How to improve cython code to make it faster than numpy select function?

I am trying to make a code faster than "numpy select" but it is slower than numpy. numpy select is twice faster than my cython code. I tried big dataset and small dataset but both of cases numpy select is faster (numpy select 11.4ms, cython code 24ms)

%timeit compute_np(300)
# 11.4 ms ± 1.02 ms per loop (mean ± std. dev. of 7 runs, 100 loops each)

%timeit compute_cy(300)
# 24.8 ms ± 1.2 ms per loop (mean ± std. dev. of 7 runs, 10 loops each)

I tried methods in the cython documents but failed to reduce speed gap. Here is my detailed cython code.

Used packages

import numpy as np
import pandas as pd
import cython
import random
import timeit
import time
%load_ext Cython

Used dataset

dur_m = np.random.randint(1, 1001, size=100000)
pol_year = np.random.randint(1, 1001, size=100000)
calc_flag = 1
type = np.random.choice(['IF','NB', 'NB2', 'NB3'], size = 100000)

rand = np.arange(0.01, 0.05, 0.0001)
output1 = np.random.choice(rand, size=100000)
output2 = np.random.choice(rand, size=100000)
output3 = np.random.choice(rand, size=100000)

Numpy test

def compute_np(t):
    
    condition = [
    (t > dur_m) & (t < pol_year) & (calc_flag ==1),
    (t < dur_m) & (calc_flag ==1),
    (t < pol_year)
    ]
        
    result = [
    output1,
    output2,
    output3
    ]

    default = np.array([0] * 100000)

    return np.select(condition, result, default)

Cython code

%%cython --annotate
import cython
cimport cython
import numpy as np
cimport numpy as np
@cython.boundscheck(False)
@cython.wraparound(False)
def select_cy2(np.ndarray[np.uint8_t, ndim = 2, cast=True] conditions, double [:, ::1] choice, double [:] default_value):
    cdef int num_condition = conditions.shape[0]
    cdef int length = conditions.shape[1]
    cdef np.ndarray[np.float64_t, ndim=1] result = np.zeros(length, dtype=np.float64)
    cdef int i, j
    for j in range(length):
        for i in range(num_condition):
            if conditions[i,j]:
                result[j] = choice[i,j]
                break
            else:
                result[j] = default_value[i]
    return result

Cython test

def compute_cy(t):
    
    condition = [
    (t > dur_m) & (t < pol_year) & (np.array([calc_flag]*100000) ==1), 
    (t < dur_m) & (np.array([calc_flag]*100000) ==1), 
    (t < pol_year)]
        
    result = [
    output1, 
    output2, 
    output3]

    default = np.array([0.0] * 100000)

    return select_cy(np.array(condition), np.array(result), default)

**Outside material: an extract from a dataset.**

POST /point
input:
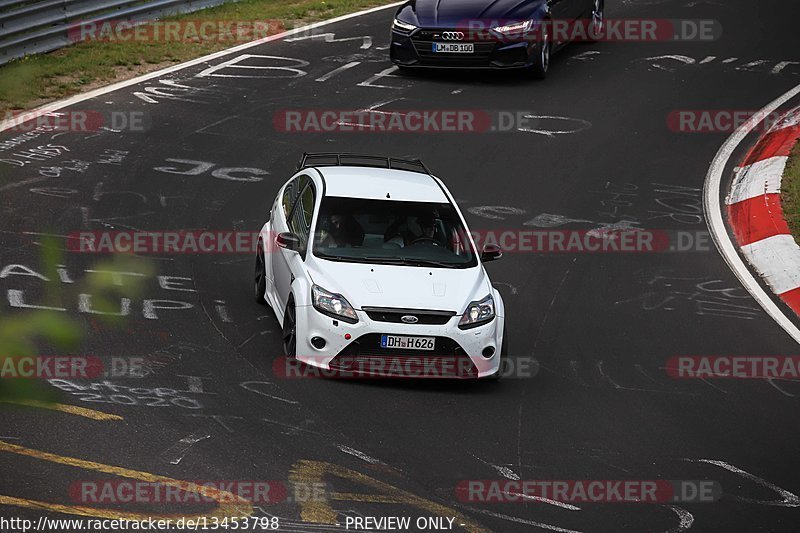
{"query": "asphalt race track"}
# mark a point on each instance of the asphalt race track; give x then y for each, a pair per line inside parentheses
(601, 326)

Is there anyone who can suggest the method to improve the speed?

Solution

I haven't timed this so it could be wrong, but you're repeatedly copying default_value. Maybe:

    for j in range(length):
        result[j] = default_value[num_condition-1]
        for i in range(num_condition):
            if conditions[i,j]:
                result[j] = choice[i,j]
                break

    for j in range(length):
        for i in range(num_condition):
            if conditions[i,j]:
                result[j] = choice[i,j]
                break
        else:
            result[j] = default_value[num_condition-1]

You can also allocate the result using np.empty rather than np.zeros since you overwrite every element of it.

Typically the Numpy internals are pretty well-written (in either C, Fortran or Cython) so there aren't big wins to be had by rewriting individual Numpy functions. If you can eliminate a series of Numpy functions (so avoid allocating a number of intermediate arrays) then it starts to be worthwhile.